O Parque foi financiado pela Prefeitura Municipal de Niterói, com recursos oriundos do empréstimo junto à Corporação Andina de Fomento – CAF, no valor de R$ 100 milhões de reais.

Desafios

Motivação

O ponto de partida do projeto foi a necessidade urgente de recuperação do sistema ambiental Lagoa de Piratininga que, por décadas, recebeu águas servidas sem tratamento, além de resíduos sólidos (de garrafas plásticas à moveis e artigos eletrônicos), descarregadas diretamente nos rios que abastecem as três principais bacias hidrográficas (Bacia do Rio Jacaré, Bacia do Rio Cafubá e Bacia do Rio Arrozal) que desaguam na Lagoa, além de resíduos da construção civil dispostos irregularmente junto à Lagoa.
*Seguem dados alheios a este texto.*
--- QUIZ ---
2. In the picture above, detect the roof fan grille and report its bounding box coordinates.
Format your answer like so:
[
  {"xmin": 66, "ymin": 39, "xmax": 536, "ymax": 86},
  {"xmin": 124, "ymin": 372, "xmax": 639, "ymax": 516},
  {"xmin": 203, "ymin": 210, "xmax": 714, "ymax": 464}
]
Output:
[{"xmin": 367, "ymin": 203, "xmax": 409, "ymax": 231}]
A execução de um canal artificial de entrada de água do mar na Lagoa também contribuiu para a salinização da Lagoa, interferindo diretamente na vida ecossistêmica e pesqueira da região (Rocha, Ribeiro e Castro, 2022). Esses fatores são decorrentes de intenso processo de urbanização desordenada ao redor da Lagoa, que acarretaram o seu assoreamento, e transformaram as áreas contíguas às favelas em área de exclusão socioambiental.

Contexto

O POP está inserido na Região Oceânica de Niterói, cujo sistema lagunar é composto por duas lagoas: Piratininga e Itaipu. Essa é a área das praias oceânicas, zona de expansão urbana. Inicialmente essa área foi ocupada por casas de veraneio e por comunidades de baixa renda, estabelecidas em áreas vulneráveis de encostas, das margens dos rios e das Lagoas. Em 2014 foi instituído o Programa Niterói Mais Verde, pelo Decreto Municipal nº 11.744 de 23 de outubro de 2014, culminando com a criação do “Parque Natural Municipal de Niterói (PARNIT), unidade de conservação (UC) de proteção integral, que incorporou em seus limites áreas ambientalmente protegidas de diferentes categorias, assim como espaços relevantes para preservação, conservação e restauração” (PMN, 2020, p. 20), inclusive o setor costeiro-lagunar, do qual a Lagoa de Piratininga faz parte. A ocupação dessa região não teve um planejamento adequado e os corpos d’água sofreram com poluição pontual e difusa e com assoreamento, e os moradores sofreram com a insalubridade do meio ambiente, resultando em sérias questões sociais. Neste cenário, Lagoa de Piratininga encontrava-se degradada, em contínuo processo de eutrofização e em estado de abandono. Além de esgotos e resíduos sólidos descartados em sua bacia de drenagem, havia uma cultura de descarte de diversos resíduos na Lagoa e no canal de cintura – uma vala que circunda a lagoa, que foi construída com a finalidade de eliminar as inundações dos bairros a montante, sendo também repositório de esgoto oriundo de conexões clandestinas ligadas ao sistema de drenagem.